The COVID-19 virus has been catastrophic for many organisations and within the lives of its workers. Whilst many may wish to get on with life and put the disaster behind them, this is not the best approach as there is a need to recognise the magnitude of the losses experienced by the organisations and workers alike. It is recommended before the organisation starts operating senior management consider how they will acknowledge the losses experienced. This may include the death of colleagues, family members and friends but also the business losses such as those brought about by redundancy, loss of markets, sales outlets and opportunities. These losses may create increased symptoms of chronic traumatic stress leading to hyperarousal, avoidance and re-experiencing. If there is a group acknowledgement of the loss and pain, the sharing of these widely experienced feelings can provide a shared sense of belonging and comfort.
Signs of traumatised workers
Arousal: Being irritable, jumpy, over reacting and lacking concentration
Avoidance: Staying away from all reminders of what has happened
Re-experience: Dwelling on what has happened, unable to move on
Signs of traumatised organisations
Arousal: Being over-reactive to information, comments or suggestions
Avoidance: Failing to recognise or address real issues in the workplace (elephant in the room)
Re-experience: Repeating old responses to challenge, change and opportunity
The lockdown has given people time and space to consider other ways of being. Many have developed new skills and achieved greater freedom of expression. Some of these advances and changes will provide benefits to the organisation but may require a re-think of the practices and procedures of the past.
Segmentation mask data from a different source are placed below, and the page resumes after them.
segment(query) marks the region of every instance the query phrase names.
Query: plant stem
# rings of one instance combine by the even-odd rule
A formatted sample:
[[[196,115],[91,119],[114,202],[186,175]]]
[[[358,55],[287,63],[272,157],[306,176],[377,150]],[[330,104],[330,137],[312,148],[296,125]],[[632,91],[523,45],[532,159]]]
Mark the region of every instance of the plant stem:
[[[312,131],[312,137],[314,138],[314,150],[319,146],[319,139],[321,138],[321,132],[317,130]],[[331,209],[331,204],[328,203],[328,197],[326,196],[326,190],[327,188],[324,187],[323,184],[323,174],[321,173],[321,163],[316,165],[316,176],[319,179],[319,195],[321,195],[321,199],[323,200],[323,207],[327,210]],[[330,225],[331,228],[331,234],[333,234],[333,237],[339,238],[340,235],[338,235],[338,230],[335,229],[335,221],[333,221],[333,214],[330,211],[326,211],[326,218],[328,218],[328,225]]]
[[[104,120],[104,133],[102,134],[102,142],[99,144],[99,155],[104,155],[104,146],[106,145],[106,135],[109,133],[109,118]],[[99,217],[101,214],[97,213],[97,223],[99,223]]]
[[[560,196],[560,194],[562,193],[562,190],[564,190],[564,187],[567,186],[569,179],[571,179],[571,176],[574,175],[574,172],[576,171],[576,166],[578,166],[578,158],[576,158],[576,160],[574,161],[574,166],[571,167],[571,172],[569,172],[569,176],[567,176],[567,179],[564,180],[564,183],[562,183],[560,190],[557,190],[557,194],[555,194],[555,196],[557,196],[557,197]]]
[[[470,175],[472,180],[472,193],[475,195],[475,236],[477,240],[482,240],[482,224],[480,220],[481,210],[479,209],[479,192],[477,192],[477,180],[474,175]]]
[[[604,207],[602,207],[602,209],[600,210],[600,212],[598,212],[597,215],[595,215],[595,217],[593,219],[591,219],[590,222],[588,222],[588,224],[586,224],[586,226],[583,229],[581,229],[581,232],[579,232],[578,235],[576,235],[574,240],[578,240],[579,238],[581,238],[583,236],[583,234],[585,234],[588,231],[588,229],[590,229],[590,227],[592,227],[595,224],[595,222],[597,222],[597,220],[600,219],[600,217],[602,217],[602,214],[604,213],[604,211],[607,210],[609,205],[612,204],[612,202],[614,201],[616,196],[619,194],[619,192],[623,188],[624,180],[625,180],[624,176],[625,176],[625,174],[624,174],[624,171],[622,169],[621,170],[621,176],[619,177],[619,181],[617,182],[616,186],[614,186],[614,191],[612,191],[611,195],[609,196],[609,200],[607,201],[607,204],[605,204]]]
- Which changes in working practices and procedures have been beneficial?
- Which changes have been harmful?
- Thoughts and ideas for improvements
- New skills learnt
- Gaps in systems ways of working identified
A key to success lays in creating greater agility in the development of responses and communications designed to maintain a shared sense of common purpose.
- Feedback - a way of communicating with team members in a way that provides opportunities for positive and constructive growth.
- Stand-ups are short meetings to keep teams informed on progress made, current and intended activities, and any blocks.
- Showcases are opportunities to communicate to wider groups the steps a team or a group are taking and the achievements made.
- Retrospectives provide a forum for looking at what is going well, things that didn’t go well that might be improved.
Some team members may continue to struggle. It is important to identify those who may be disadvantaged or struggling where additional organisational or professional help and support is required[ii].
- Changes in mood, behaviour or engagement with others
- A fall in quality of work or increased accidents
- Appearing tired, jumpy or withdrawn
- Increased smoking and drinking
- Consistent late arrival or increase in sickness absence
Refresh and Renew
Having embraced and responded to the changes brought about by COVID-19 progress against key indicators of success should be undertaken, restarting the cycle to create a process with the aim of building an opportunity for post-COVID personal and organisational growth[iii].
Dr Noreen Tehrani is an Occupational Health Psychologist, she has worked with organisations in developing polices, procedures and interventions to protect workers exposed to trauma in their roles as police officers, firefighters, paramedics, teachers, social workers, humanitarian and others. She is internationally recognised as an author and researcher dealing with crisis, disasters and trauma.